In one sense, “Sive” is just a quasi-melodramatic Irish tragedy, like a rural “Romeo and Juliet.” But hearing its unexpected passages of dark, poetic passion, you’ll find it’s much more.
John B. Keane (1928-2002) is one of the master Irish playwrights, which means he’s a master of a high sort. Writing out west in County Kerry, he was initially condescended to by the Dublin arts establishment, but late in life his rich, earthy powers rose into favor, where they already had been with audiences.
Written in 1959, it’s one of Keane’s earliest plays, so it’s not surprisingly made up of a pretty stock situation, characters who will seem to Americans on the verge of caricature, and a conflict that has a tragic end written all over it — even though there’s plenty of comedy along the way.
The story is about Sive (rhymes with five), a teenage girl raised by an aunt and uncle who are enticed to sell her into marriage to a well-off farmer of greatly advanced years. Between them, the aunt and uncle run the gamut from loving, passive and ambivalent to angry, frustrated and conniving. Doing the enticing is a skilled and hateful matchmaker.
To these you can add her two suitors, one heart-of-gold, the other ancient, and a goodhearted but whiny, ineffectual grandmother. Then comes the piece de resistance: Pats Bobcock, a tinker or “traveler.” He’s a kind of rootless shaman who lives on the contributions of those he blesses or blasts with the assistance of his bodran-playing son, who sings praises and curses of undoubted force at his father’s direction.
These two mystical scoundrels alone are worth the price of admission and the two-and-a-half hours, especially as played by Martin Giles, adding Pats to his long roster of magnificent eccentrics, and the impressively voiced J. Alex Noble as his son.
But this is not to minimize the richest performance of the night, the matchmaker with the grand name of Thomasheen Sean Rua, whom James FitzGerald adds to his own pretty remarkable roster of rascals.
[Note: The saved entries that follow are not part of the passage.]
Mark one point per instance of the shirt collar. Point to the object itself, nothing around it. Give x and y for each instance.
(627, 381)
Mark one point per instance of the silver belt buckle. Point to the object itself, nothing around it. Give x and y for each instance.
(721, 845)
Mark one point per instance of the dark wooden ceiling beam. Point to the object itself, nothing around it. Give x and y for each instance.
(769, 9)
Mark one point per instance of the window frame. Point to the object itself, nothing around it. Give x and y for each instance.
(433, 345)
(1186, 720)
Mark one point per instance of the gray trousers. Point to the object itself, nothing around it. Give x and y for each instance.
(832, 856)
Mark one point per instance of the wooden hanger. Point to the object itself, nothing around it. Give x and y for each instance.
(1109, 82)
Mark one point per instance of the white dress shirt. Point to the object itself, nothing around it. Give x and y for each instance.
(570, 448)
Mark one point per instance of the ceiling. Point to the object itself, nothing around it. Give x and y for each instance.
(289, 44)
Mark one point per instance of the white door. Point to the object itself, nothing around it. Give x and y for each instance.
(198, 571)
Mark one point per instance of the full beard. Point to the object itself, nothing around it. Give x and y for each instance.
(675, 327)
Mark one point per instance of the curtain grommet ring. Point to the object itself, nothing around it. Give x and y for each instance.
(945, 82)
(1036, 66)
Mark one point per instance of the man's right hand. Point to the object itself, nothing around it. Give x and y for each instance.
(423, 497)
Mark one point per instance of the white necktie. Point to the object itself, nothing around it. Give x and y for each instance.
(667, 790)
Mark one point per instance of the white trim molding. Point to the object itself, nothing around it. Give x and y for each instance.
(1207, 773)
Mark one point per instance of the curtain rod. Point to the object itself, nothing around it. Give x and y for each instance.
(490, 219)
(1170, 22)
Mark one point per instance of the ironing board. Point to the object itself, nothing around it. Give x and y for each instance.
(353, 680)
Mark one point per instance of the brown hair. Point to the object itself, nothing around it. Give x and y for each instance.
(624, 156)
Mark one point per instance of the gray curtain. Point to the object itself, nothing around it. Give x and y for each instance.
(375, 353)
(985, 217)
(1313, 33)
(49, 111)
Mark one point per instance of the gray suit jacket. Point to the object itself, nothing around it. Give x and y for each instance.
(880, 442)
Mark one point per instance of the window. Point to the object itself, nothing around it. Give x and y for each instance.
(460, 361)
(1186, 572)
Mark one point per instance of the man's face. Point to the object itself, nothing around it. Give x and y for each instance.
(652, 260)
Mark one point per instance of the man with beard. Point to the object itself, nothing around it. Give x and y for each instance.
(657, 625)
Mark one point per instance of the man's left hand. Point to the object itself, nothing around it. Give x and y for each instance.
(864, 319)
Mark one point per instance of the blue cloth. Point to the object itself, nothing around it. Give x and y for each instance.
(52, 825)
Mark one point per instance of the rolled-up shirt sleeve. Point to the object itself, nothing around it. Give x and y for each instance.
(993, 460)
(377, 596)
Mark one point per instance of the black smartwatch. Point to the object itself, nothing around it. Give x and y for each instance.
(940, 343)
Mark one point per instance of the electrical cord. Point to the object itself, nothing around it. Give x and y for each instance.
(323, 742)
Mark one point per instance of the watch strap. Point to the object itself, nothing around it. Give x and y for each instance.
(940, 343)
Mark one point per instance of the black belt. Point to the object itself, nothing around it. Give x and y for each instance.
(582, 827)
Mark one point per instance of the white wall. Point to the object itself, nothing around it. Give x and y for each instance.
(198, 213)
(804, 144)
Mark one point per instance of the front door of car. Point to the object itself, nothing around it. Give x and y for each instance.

Playwright Keane’s complexity struck me suddenly when one of this villain’s rants dug down to a glittering vein of lonesome self-pity (“What do the likes of us know of love?”), and I realized he was on the verge of a tragic character himself.
You can say the same even for some of the bile spewed by Karen Baum as the aunt, which you come to see as a gut-brewed cry of pain for what she has suffered herself — so why should this damn girl be treated any better?
Even Michael Fuller’s painfully passive uncle, taking his refuge in his animals one moment and porter the next, is more complex than you expect. Through his befuddlement, you see how he avoids responsibility, using others to act out his own failure, preserving a shred of soiled innocence.
So in spite of the traditional gimmicks, even a misdirected letter (think “Romeo and Juliet” again), and some uneven acting, there’s a real play here. And of course the language soars and wheedles and curvets and whines with the skill we admiring Anglo-Americans expect of the Irish. Although “Sive” dramatizes a time (1950) and an impoverished place that we might think long gone, Alan Stanford points out in his director’s note that it really isn’t. Nor is the selling of young women.
Johnmichael Bohach’s set and Joan Markert’s costumes summon up this world. The acting space at the Union Project is intimate, but if you have any trouble hearing an Irish dialect, sit as close as you can.
Remember, PICT began as the Pittsburgh Irish & Classical Theatre: “Sive” qualifies as the first of those, of course, but its darkly knowing heart has elements of the other, as well.